New Age correspondent from Rangpur reported that at least 20 people were arrested, mostly leaders and activists of the BNP and Jamaat-e-Islami, in the city on Friday.

New Age correspondent reported that at least 11 more people were arrested on Friday in connection with the cases filed over the quota protest movement in Barishal.

The Chief Metropolitan Magistrate Court sent six people, including BNP leader Sultan Salauddin Tuku, to jail on completion of their remand in a case filed with the Rampura police station over an arson attack on the BTV office.


The court sent over 300 people to jail, while 18 others were placed on police remand.

Earlier on Thursday, the Dhaka metropolitan police joint commissioner, Biplab Kumar Sarkar, told reporters that the DMP was planning to prevent perpetrators of violence during the movement from leaving the capital, Dhaka.

‘Our block raid is ongoing. In addition to block raids, police operations are ongoing in Dhaka day and night. Wherever the criminals are, we will arrest them,’ he said.

Different rights groups, civil society organisations, and political parties urged the authorities to stop the wholesale arrests that started following the student movement.

In early July 2024, tens of thousands of university students began peacefully protesting after a High Court verdict asked the government to restore 30 per cent quotas in government jobs for descendants of freedom fighters.

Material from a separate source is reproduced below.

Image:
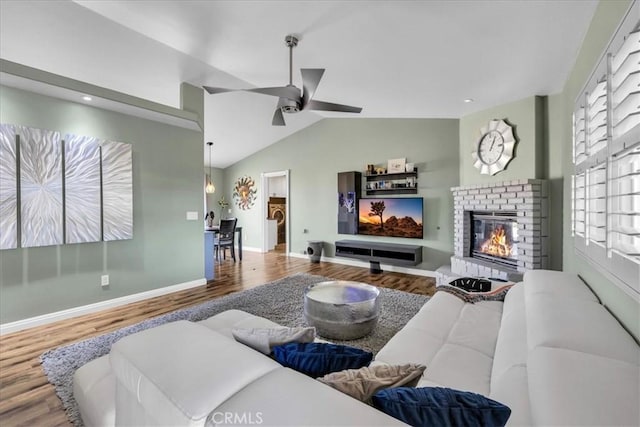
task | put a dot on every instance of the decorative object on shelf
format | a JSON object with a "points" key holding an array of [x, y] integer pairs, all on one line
{"points": [[493, 149], [392, 183], [210, 188], [244, 193], [396, 165], [223, 205]]}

Students contended that the quota was discriminatory and against the constitution of the country.

On July 15, members of the Bangladesh Chhatra League, the student wing of the ruling Awami League, backed by police, attacked the protesters, leaving hundreds injured.

Protests spread to several cities and universities across the country following the July 15 attack, leading to the killing of over 200 people in deadly clashes between protesters and security forces with the latter being backed by government supporters.